Preface

The first time I heard about digital nonlinear editing was 1992. An insane visual artist named Adam walked into my video editing room to finish a trailer for his film. He explained to me that he had already cut the trailer offline and that all I had to do was make a few tweaks and assemble the rest.

During the course of our conversation, he kept bugging me about how smoothly the edit had gone. Adam is Hungarian, but the language he spoke was English. Still, I didn’t understand a word of it.

“We cut all of this on an Avid. It works nonlinear. You can make a change just like that!” he exclaimed, snapping his fingers. When we set up to finish the trailer and were checking H/SC phase, Adam said, “You never have to do that in nonlinear.” Every time I did a dissolve, he would say, “Oh, that’s so easy with nonlinear. Just drag and drop.” Every time I had to change a transition and check for H-shifts, he would say, “You don’t have to do that anymore. Not with nonlinear.”

He was really beginning to get on my nerves.

The advent of nonlinear editing systems has opened a lot of doors for editors, particularly with respect to mediums. Thanks to the inventors of NLE technology, video editors can become film editors, film editors can become world wide web developers, world wide web editors can become CD-ROM editors, and so on. These days, the term “editor” can apply to one who is familiar with many mediums and has adapted to many different styles of cutting.

But each medium has its niche, a set of rules that makes it different. And many times, the rules about that particular medium are cast aside, to be learned later as the project proceeds. For example, one could edit a short film for placement on the world wide web, but how do you compress it? Will the website visitors need a plug-in to see it? Which is the best compression technique for the quickest download at the highest quality? It isn’t necessarily important to know these things at the outset of the project, but when the time comes to compress the film and prepare it for the world wide web, it is absolutely essential that the editor has the knowledge to properly adapt the finished cut to that medium.

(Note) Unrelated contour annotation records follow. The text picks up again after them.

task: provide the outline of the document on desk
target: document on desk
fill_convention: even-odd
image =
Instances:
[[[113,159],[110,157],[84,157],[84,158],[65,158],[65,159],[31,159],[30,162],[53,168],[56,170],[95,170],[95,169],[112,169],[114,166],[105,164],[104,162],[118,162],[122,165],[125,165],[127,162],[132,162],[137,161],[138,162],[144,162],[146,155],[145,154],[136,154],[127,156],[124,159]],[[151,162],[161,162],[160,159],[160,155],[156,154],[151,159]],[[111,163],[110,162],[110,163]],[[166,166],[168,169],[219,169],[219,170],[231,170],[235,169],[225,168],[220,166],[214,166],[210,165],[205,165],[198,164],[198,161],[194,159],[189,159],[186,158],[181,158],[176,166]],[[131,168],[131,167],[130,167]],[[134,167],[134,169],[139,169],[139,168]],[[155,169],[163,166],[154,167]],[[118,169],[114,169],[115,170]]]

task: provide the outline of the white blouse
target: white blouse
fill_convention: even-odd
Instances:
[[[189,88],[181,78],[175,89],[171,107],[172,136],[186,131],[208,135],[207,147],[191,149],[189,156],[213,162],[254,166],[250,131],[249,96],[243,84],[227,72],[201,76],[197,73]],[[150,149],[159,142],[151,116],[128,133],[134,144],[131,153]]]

In the case of filmmaking, there are many rules as well. But some of the rules of filmmaking have to be implemented from the start. If one waits until the edit is completed to learn the particulars of film, the result would prove disastrous. Unlike some mediums, film parameters have to be established from the beginning, because of the adaptation from one medium (film), to another medium (video) and then back to the original medium (film). The initial adaptation doesn’t usually cause any problems. But without a proper set up from the beginning of the project, vital information can be lost, and re-adaptation from video to the original film can prove challenging, or even in some cases, impossible.

It isn’t very difficult to understand how film works, but there are too many methods and means of completing film to list them in brief. Is it a DV film? Is it a 16mm film? Will it be projected in a theater? Electronically or on film? Who will conform the film? What type of numbering system will be used to identify frames of the film? Who will process the film? What about telecine? Who’s the neg cutter? The list of questions could go on and on.

This book is intended for those who want to know how to adapt their nonlinear editing skills to film work. But unlike most books about film, this one is written from a video editor’s perspective. I learned about film much later in my career. As a result, I don’t take as much stock in one particular method of cutting film, as some film editors do. In this book, you’ll learn about how to integrate film with nonlinear editing systems and some helper applications called matchbacks.

If you’re an experienced editor looking for a way to cut films with nonlinear editors, or NLEs, this book is for you. If you’re shooting DV but aren’t sure how to put it on film, this book is for you. If you’re a film editor or director without a clue as to how film and NLEs are integrated, this book is for you. And if you’re a student who is learning nonlinear, but no one in your school has figured out how to use it with film, this book is definitely for you.

Learn how easy and fun it can be. Turn the page.